Early single “Sugar for the Pill” (which gets my vote for the album’s best song) is a gently unfolding and exquisitely sad ballad made all the more affecting by Halstead’s world-weary vocals and lyrics (“And I rolled away/Said we never wanted much… Our love has never known the way”) and a beautifully subdued climax. Later, “Go Get It” taps into the same blissed-out-yet-edgy atmospherics that made “Souvlaki Space Station” such a heady experience.

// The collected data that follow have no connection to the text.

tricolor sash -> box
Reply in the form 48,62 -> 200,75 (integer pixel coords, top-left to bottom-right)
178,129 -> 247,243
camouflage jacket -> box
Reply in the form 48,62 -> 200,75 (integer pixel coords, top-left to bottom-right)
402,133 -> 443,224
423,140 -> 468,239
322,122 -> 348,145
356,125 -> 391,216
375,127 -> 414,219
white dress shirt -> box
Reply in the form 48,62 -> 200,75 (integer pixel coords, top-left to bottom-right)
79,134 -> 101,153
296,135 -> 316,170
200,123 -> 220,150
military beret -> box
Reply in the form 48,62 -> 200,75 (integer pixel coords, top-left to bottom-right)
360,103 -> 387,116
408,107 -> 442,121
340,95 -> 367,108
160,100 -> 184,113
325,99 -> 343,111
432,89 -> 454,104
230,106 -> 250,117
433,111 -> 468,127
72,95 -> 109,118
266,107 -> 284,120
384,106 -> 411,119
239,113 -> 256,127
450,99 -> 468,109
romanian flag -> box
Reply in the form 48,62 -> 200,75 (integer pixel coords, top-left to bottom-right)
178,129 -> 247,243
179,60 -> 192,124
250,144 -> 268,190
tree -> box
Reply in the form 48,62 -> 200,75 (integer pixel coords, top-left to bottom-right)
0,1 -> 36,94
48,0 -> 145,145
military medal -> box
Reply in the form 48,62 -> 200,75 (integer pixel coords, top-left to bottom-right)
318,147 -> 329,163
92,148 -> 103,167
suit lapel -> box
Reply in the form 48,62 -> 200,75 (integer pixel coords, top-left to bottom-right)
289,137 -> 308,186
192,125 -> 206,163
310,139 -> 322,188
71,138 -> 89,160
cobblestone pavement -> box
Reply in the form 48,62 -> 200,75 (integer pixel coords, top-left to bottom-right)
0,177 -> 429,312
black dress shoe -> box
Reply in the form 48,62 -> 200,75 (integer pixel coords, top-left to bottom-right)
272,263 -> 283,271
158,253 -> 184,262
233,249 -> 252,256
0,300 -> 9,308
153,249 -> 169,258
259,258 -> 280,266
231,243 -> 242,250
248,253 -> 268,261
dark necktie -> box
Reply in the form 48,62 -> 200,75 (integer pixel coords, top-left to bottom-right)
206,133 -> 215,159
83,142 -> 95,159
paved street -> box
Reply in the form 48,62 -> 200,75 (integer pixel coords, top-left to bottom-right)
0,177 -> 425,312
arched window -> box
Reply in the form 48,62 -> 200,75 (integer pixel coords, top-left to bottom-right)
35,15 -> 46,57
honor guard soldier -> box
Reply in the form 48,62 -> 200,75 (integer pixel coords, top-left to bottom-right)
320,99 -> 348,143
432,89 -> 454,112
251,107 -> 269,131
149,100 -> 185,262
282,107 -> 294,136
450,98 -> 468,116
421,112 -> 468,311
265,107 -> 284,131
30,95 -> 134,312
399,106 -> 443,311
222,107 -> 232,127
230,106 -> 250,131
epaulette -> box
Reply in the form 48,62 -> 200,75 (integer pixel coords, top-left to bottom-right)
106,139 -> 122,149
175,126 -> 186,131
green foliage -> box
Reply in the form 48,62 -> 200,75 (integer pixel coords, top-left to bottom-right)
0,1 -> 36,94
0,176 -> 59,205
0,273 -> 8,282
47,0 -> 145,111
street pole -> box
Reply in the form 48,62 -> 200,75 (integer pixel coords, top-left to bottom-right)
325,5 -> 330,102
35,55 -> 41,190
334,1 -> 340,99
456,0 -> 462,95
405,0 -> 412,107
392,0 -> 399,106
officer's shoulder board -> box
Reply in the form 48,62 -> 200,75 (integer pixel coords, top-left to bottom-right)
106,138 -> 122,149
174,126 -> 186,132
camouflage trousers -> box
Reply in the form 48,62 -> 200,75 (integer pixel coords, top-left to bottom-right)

But as immediately identifiable as it may be — the group handily stands out from the many acolytes they’ve acquired over the years — Slowdive is more than a mere nostalgia trip. A careful listen reveals some new sonic elements: the watery vocals and gauzy Wolfgang Voigt-esque textures on “Slomo”; the synthetic filigrees and phased vocal interplay on “Go Get It”; and most notably, Simon Scott’s subtle loops and manipulations that flicker throughout “Falling Ashes.” A piano-based ballad, “Falling Ashes” is the most atypical Slowdive song… well, ever. While it resembles Pygmalion’s minimalism, it possesses a warmer glow and ends the album on an intriguing note concerning future endeavors.

It’s easy to say the influential shoegazers have done right by their fans with Slowdive. Truth be told, I find it hard to believe that any longtime fans could be disappointed by what they hear. (As for myself, I just feel gratitude.) More importantly, though, Slowdive have done right by themselves.

Slowdive makes it abundantly clear that the five-piece don’t feel imprisoned by their celebrated sound, nor do they feel obliged to simply cash in on or retread expected territory. Rather, they sound older and wiser, yes, but also as fascinated and excited by “the Slowdive sound” as ever, the ensuing decades having done nothing to diminish that.

The band have also released the “Avalon Emerson’s Gilded Escalation” remix of “Sugar for the Pill.” Though plenty atmospheric, it’s a far cry from their usual shoegaze sound. Instead, it recalls their forays into electronic music, particularly the remixes on 1993’s 5 EP.